As the RBA withdrew, the AOFM stepped in, massively scaling up its issuance.
Pre-COVID, the agency was raising $1.2bn-$1.6bn a week from global investors, such as banks, central banks and sovereign wealth funds.
Since March, average weekly issuance has leapt more than five-fold to $10bn. The number of zeros is eye-glazing, almost to a point where the raw figures become meaningless.
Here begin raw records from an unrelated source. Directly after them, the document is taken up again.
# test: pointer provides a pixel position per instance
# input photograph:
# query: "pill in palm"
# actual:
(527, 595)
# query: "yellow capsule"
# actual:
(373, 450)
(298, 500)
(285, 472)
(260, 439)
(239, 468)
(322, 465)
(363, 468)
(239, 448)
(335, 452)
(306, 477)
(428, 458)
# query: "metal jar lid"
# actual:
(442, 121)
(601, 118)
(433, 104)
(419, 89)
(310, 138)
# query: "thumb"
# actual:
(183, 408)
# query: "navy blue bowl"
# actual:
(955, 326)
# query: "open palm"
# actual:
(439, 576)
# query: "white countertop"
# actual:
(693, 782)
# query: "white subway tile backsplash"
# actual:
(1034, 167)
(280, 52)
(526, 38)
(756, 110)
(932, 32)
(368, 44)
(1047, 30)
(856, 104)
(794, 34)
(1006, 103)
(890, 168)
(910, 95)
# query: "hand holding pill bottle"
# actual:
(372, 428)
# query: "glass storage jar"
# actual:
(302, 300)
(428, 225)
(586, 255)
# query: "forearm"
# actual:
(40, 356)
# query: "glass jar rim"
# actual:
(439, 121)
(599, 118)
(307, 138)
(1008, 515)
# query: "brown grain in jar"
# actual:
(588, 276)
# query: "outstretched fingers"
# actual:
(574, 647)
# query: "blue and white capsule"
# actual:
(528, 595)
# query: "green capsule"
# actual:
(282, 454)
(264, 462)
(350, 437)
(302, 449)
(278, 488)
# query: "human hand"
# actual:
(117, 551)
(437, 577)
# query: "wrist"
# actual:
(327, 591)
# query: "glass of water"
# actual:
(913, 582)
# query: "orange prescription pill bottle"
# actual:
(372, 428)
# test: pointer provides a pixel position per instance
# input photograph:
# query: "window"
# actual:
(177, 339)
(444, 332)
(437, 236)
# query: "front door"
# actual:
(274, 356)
Nicholl shrugs and says it’s all relative.
Earlier this month, the Parliamentary Budget Office estimated that COVID-19 would worsen the 2019-20 deficit by $70bn and the 2020-21 deficit by $190bn, compared to last December’s Mid-year Economic and Fiscal Outlook.
Both figures are rounding errors compared to the $US3.7 trillion deficit forecast for the free-spending Trump administration. “So we might hold a $5bn bond auction and think it’s large, but they might do one for $US40bn,” Nicholl says.
All up, the AOFM is managing $666bn of Australian government securities on issue, including $574bn of longer-term instruments known as Treasury bonds and $54bn of shorter-term Treasury notes.
Nicholl is not one to fret about the explosion in global debt since the financial crisis, or at least Australia’s contribution to the seemingly never-ending upward spiral.
As a AAA-rated issuer, the nation is in the top-tier of sovereign borrowers measured by financial soundness.
The AOFM chief was always confident the market would take Australia’s funding task in its stride.
“It’s more the rate at which you have to do it than the size of the task,” he says.
“So if you had to get $300bn in a month, that’s different than having to get it over 18 months or two years.”
It still leaves the nuanced issue of whether the RBA is participating in an elaborate money-go-round where it effectively ends up financing the budget deficit. Lowe was quick to shoot this proposition down. It starts with the AOFM issuing bonds, which are purchased by the RBA on the secondary market, which trigger a coupon payment to the central bank, which is transmitted to the government as dividends.
The governor insisted in April that the RBA doesn’t finance the government; instead, the government finances itself in the market.
“One of the underlying principles of Australia’s institutional arrangements is the separation of monetary and fiscal policy,” Lowe said. “This principle has served the country well.
“While we are not directly financing the government, our bond purchases are affecting the market price that the government pays to raise debt.
“But our actions should not be confused with the Reserve Bank financing the government.”
Unsurprisingly, Nicholl supports Lowe, but agrees that it “depends on who you ask”.
“The RBA wasn’t buying directly from us,” he says.
“It’s a moot point if they’re taking stock away from the banks and enabling them to buy bonds from us, but the bonds that the RBA bought from the trading banks are not the same as the ones we were issuing as part of the program.”